To do this, there are 2 functions available in pandas: pivot and pivot_table

In pivot, the variables used to define the index and the columns should define a unique value per cell of the dataframe. In other words, those index & columns variables should be a primary key of the input (long) dataframe

Whereas pivot_table is able to handle multiple values per cell and to aggregate them, using the argument aggfunc (for aggregation function such as: sum, mean, min, max, count, and so on). You can even use external aggregation functions:

such as the numpy statistics
or the scipy statistics
or even your own code.

In fact, this aggregation capability is its main purpose: pivot_table is a convenient alternative to the use of the groupby & agg methods.

Wide -> Long

This operation aims at transferring some data from rows to columns. It takes 1+ variable(s) to be kept as index and uses the remaining variables to be put in 2 columns (usually named variable and value).

To do this, there are 2 functions available in pandas: melt and wide_to_long

The melt function basically lets you specify the column to be kept as index.

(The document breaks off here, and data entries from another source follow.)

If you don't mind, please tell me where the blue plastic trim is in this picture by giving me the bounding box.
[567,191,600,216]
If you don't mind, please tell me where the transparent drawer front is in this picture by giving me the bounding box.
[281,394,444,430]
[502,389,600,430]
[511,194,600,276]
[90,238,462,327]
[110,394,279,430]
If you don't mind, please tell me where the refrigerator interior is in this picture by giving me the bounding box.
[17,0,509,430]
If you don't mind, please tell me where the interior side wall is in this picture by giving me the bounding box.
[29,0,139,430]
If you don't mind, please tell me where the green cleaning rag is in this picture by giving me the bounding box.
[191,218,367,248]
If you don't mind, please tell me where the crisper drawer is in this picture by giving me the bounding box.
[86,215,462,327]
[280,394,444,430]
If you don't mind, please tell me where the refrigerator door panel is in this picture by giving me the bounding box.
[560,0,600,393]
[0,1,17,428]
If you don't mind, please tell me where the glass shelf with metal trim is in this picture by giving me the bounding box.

Whereas the wide_to_long function, even if it uses melt under the hood, is helpful if you need to extract categorical values from the column names using a regex pattern, rather than using the full column name.

Summary

Transformation	Direction	Functions
Long -> Wide	Columns to Rows	`pivot`: Requires unique value per cell. `pivot_table`: Aggregates multiple values per cell.
Wide -> Long	Rows to Columns	`melt`: Only specifies index column. `wide_to_long`: Extracts categorical values using regex.